Core Finding

When AI is uncertain about a student's response, humans are uncertain about exactly the same things. AI uncertainty mirrors human uncertainty—signaling where teacher judgment is most needed.

The Project: AI-Powered Elementary Science Assessment

U.S. Department of Education Research Initiative

A $10 million, 5-year project bringing together four institutions to study how AI can support elementary science and literacy education through project-based learning.

This is a large-scale randomized controlled trial examining whether AI-assisted assessment improves student learning outcomes compared to traditional approaches.

$10M
DOE Funding
5
Years
160
First-Grade Teachers
6,400
Students

Partner Institutions:

  • Michigan State University – Lead institution, AI development
  • University of Alabama – Implementation site
  • New York University – Research collaboration
  • Excellent Learning – Curriculum publisher for dissemination
  • WestEd – Independent evaluator
View Original Quote
From the Forum

Namsoo Shin: "This is the 10 million grant, it's a five years grant. We just started this year... We are going to conduct a randomized trial, whether the AI using or not, controlling treatment group.

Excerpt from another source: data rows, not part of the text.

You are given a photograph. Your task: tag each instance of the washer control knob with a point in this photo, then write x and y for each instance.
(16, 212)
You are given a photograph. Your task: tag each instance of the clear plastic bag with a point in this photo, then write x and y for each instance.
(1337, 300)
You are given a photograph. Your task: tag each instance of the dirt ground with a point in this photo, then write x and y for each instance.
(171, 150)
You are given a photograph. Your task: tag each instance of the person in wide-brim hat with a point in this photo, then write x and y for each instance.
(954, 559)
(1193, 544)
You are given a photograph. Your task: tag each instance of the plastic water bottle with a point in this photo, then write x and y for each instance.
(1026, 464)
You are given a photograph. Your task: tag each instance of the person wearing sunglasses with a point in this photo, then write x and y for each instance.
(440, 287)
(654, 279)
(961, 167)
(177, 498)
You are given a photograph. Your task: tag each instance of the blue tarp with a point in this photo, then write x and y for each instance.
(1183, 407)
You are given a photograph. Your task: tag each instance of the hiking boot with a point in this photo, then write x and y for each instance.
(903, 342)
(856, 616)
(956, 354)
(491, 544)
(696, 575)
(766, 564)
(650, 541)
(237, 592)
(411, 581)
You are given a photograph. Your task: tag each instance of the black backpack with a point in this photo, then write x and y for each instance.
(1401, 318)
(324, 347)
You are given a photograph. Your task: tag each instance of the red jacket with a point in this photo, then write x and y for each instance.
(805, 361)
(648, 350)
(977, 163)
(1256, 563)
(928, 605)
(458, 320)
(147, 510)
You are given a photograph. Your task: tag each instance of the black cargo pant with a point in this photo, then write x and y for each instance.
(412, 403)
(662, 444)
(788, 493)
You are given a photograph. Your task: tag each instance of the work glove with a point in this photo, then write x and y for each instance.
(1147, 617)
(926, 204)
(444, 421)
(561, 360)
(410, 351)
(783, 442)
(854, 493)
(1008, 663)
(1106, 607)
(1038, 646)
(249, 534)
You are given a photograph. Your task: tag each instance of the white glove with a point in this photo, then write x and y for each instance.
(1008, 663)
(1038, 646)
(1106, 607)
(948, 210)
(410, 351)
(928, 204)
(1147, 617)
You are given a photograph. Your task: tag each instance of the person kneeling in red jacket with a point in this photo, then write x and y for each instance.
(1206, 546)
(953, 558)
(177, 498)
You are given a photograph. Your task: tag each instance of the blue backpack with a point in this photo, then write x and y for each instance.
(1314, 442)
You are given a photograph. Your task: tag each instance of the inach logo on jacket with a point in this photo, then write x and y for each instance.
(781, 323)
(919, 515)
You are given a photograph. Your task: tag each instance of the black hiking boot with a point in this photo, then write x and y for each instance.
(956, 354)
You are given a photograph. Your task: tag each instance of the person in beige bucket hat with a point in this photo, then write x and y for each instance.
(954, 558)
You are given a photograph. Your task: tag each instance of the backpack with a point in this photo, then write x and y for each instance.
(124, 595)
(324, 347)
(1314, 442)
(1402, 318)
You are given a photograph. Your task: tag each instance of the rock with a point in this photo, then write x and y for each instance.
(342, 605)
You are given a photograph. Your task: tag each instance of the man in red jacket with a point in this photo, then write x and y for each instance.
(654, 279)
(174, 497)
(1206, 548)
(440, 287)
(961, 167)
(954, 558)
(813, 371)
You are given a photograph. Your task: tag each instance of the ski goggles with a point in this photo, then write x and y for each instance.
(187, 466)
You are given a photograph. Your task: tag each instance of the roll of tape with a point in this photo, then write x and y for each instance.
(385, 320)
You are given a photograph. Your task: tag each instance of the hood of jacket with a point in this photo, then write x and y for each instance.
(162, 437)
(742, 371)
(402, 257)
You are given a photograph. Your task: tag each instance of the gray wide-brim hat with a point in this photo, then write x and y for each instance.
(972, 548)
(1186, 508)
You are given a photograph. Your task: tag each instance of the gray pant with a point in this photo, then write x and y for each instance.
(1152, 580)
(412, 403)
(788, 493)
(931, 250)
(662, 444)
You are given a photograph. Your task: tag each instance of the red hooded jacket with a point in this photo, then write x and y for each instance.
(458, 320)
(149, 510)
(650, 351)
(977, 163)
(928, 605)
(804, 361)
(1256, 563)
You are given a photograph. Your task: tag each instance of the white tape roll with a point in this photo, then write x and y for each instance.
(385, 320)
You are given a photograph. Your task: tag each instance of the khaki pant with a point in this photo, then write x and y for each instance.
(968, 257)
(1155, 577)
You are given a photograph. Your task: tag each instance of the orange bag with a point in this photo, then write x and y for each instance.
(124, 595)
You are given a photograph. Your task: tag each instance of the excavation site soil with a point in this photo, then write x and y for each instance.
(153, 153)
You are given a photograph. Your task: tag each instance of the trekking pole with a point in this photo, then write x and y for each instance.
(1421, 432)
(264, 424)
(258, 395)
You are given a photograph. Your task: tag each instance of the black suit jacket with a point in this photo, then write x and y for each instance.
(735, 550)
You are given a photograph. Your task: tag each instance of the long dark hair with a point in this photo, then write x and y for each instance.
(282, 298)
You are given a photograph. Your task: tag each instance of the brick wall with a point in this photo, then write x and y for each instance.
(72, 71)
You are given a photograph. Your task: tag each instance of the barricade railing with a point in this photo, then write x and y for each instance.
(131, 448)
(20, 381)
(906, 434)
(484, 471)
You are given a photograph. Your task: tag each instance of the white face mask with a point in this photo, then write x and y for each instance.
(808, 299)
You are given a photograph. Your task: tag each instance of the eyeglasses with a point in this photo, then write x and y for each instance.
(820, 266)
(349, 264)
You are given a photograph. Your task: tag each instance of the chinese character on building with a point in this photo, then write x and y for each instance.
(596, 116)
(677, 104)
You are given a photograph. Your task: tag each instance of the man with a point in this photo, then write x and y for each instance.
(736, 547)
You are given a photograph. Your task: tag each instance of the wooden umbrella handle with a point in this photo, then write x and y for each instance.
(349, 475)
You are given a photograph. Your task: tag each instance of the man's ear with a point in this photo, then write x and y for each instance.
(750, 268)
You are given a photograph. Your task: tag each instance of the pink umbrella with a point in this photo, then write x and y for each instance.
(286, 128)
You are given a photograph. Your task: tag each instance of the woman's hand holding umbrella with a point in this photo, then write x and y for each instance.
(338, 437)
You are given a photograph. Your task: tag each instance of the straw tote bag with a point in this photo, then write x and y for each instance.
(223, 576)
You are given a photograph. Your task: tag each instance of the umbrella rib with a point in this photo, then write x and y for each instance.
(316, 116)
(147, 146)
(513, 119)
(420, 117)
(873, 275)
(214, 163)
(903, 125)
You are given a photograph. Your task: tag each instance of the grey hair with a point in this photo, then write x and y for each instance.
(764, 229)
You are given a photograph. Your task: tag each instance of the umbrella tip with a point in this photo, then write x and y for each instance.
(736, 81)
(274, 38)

We are going to do the comparison study. So each year, we are going to deal with 3,200 students. And then the total, the impact of this project is 6,400 students in 80 elementary schools in Alabama."

The Innovation: Multi-Agent AI Scoring

Five Agents Instead of One

Rather than using a single AI model, the system deploys five different agent models to score each student response. When agents disagree, that disagreement signals uncertainty—and the need for human review.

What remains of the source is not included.